Aurora made herself a tuna sandwich. Blue circled her ankles like a shark. Taking her sandwich plate to her desk, she googled Standard Oil.

The first hit was a link to an article in the Atlantic Monthly entitled “The Dismantling of the Standard Oil Trust”.

Aurora clicked on the link, and read: “The saga of Standard Oil ranks as one of the most dramatic episodes in the history of the U.S. economy. It occurred at a time when the country was undergoing its rapid transformation from a mainly agricultural society to the greatest industrial powerhouse the world has ever known. The effects of Standard Oil on the U.S., as well as on much of the rest of the world, were immense, and the lessons that can be learned from this amazing story are possibly as relevant today as they were a century ago.

Standard Oil Company was founded by John D. Rockefeller in Cleveland, Ohio in 1870. In just a little over a decade, through a variety of cutthroat and often violent strategies, it had attained control of nearly all the oil refineries in the U.S.

During this period, a brilliant inventor, Rudolf Diesel, was promoting his diesel engine, which ran on clean peanut oil. Diesel was mysteriously murdered, and his plant seized and burned. Immediately after Diesel’s murder, Standard Oil rolled out a petroleum distillate called diesel gasoline to take the place of clean bio-diesel. The mysterious death of Rudolf Diesel cleared away one of Standard Oil’s most serious competitors.

(Josh Tickell gives an excellent portrayal of Diesel’s mysterious death in his film FUEL.)

By 1878 Rockefeller had attained control of nearly 90 percent of the oil refined in the U.S., and shortly thereafter he had gained control of most of the oil marketing facilities in the U.S.

Standard Oil initially focused on horizontal integration (i.e., at the same stage of production) by gaining control of other oil refineries. But gradually the integration also became vertical (i.e., extended to other stages of production and distribution), mainly by acquiring pipelines, railroad tank cars, terminal facilities and barrel manufacturing factories. It was the first of the great corporate trusts.

A trust was an arrangement whereby the stockholders in a group of companies transferred their shares to a single set of trustees who controlled all of the companies. In exchange, the stockholders received certificates entitling them to a specified share of the consolidated earnings of the jointly managed companies. The trustees elected the directors and officers of each of the component companies, and all of the profits of those companies were sent to the trustees, who decided the dividends. This arrangement allowed all of the companies to function in unison as a highly disciplined monopoly. The unified organization of the trust finally made the disciplined regulation of production levels possible, thereby giving its owners complete control over prices. Massive and unprecedented profits of Standard Oil were made possible by this control over prices, the huge economies of scale attained from the control of almost all oil refined in the U.S. and the ability to pressure railroads and other suppliers of goods and services into giving them bargain rates.

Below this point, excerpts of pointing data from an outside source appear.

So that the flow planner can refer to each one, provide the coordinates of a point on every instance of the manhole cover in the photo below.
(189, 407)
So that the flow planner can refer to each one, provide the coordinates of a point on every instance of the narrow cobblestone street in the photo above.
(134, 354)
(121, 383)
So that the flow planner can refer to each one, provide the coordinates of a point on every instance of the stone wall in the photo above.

Rockefeller became the first billionaire in the U.S. However, even this unprecedented wealth and power was not enough. Rockefeller and Standard Oil needed ever more. The company thus expanded into the overseas markets, particularly Western Europe and Asia, and after a while it was selling even more oil abroad than in the U.S. Moreover, Rockefeller, in addition to his role as the head of Standard Oil, also invested in numerous companies in manufacturing, transportation and other industries and owned major iron mines and extensive tracts of timberland.

The astonishing success of Standard Oil encouraged others to follow the Rockefeller business model, particularly in the booming final decades of the 19th century. Trusts were established in close to 200 industries, although most never came close to Standard Oil in size or profitability. Among the largest were railroads, coal, steel, sugar, tobacco and meatpacking.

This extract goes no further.